しかし、高血糖状態においては炎症が遷延・増悪しやすく、通常のプロトコル通りに処置を進めても「なかなかポケットが改善しない」「消炎が得られにくい」といった難しさに直面することが少なくありません。
書籍や論文で「糖尿病と歯周病は相互に悪影響を及ぼす」という理論は理解していても、実際の現場で患者個々の血糖コントロール状況をどう評価し、日々のケアや指導へどう落とし込むべきか悩むことも多いのではないでしょうか。
全身状態が多様な患者に対して安全かつ効果的なケアを提供するためには、根拠に基づいたリスク評価と、それに応じた個別の臨床判断基準を持つことが不可欠です。
本セミナーでは、「糖尿病と歯周病の関連機序からメインテナンスの進め方と生活指導のポイント」をテーマに、日本歯周病学会認定歯科衛生士の中澤 正絵先生に解説いただきます。
まずは糖尿病と歯周病が互いに及ぼす相互関係の機序を解剖・病態の観点から明確に整理。
そのうえで、血糖コントロールの状態に応じたSRPの注意点やメインテナンスプログラムの組み立て方、継続的なケアを成立させるための具体的な生活指導のポイントについて解説します。
さらに、効果的な医科歯科連携の進め方や、患者自身に治療の重要性を理解してもらうための説明アプローチについても紹介。
全身疾患を考慮した歯周病ケアの基準を明確にし、日常臨床での不安や疑問を解消したい医療者におすすめの内容です。
こんな方におすすめ
👉 糖尿病患者に対する歯周病治療・メインテナンスの進め方を学びたい
👉 血糖コントロールを考慮したリスク評価やSRPのポイントを知りたい
👉 医科歯科連携や患者への生活指導・説明方法を身に付けたい
講師
医療法人盟陽会 富谷中央病院 歯科衛生士長。
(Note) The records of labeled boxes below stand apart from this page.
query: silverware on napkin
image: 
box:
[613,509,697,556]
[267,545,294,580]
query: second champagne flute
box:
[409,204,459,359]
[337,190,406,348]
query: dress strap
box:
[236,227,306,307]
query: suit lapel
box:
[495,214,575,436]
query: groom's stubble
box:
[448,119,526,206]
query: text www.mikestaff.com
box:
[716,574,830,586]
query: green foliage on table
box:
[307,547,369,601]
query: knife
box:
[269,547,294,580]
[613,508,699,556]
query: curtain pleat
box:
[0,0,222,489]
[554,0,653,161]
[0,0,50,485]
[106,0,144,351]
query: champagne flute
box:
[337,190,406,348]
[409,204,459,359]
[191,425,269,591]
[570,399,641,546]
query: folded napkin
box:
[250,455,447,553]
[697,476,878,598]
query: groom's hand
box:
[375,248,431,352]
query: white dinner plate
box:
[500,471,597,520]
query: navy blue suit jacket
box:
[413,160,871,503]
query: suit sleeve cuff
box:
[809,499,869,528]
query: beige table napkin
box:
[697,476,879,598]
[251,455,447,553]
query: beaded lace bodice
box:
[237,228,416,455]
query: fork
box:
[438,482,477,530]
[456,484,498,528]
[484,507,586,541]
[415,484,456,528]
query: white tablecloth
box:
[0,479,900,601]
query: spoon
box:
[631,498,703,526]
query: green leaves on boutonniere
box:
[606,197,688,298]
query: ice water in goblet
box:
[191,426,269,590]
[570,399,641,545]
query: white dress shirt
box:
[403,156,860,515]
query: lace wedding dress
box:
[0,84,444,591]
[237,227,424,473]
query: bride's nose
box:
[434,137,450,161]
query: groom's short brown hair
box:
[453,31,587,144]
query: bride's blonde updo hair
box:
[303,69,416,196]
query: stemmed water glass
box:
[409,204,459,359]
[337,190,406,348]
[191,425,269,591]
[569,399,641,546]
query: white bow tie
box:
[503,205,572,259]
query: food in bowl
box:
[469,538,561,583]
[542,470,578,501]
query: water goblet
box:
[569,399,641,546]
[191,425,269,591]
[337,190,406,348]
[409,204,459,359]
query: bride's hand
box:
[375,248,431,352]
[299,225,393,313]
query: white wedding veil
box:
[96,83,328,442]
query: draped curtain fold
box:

2025年 JADEC(日本糖尿病協会)医療者教育委員就任。歯周病治療およびインプラントメインテナンスを中心に、病院においては口腔ケア委員会の中心メンバーとして看護師、ケアワーカーへの口腔ケア指導に深く携わる。日本歯周病学会認定歯科衛生士、日本口腔インプラント学会専門歯科衛生士の資格を保有し、専門性の高い臨床実践を行うとともに、宮城県糖尿病療養指導士として医科歯科連携を通じた全身管理にも注力。臨床の第一線で培った知見をもとに、学術セミナーや各種シンポジウム等での講演・教育活動を通じて、後進の指導や歯科衛生士の専門性向上に幅広く貢献している。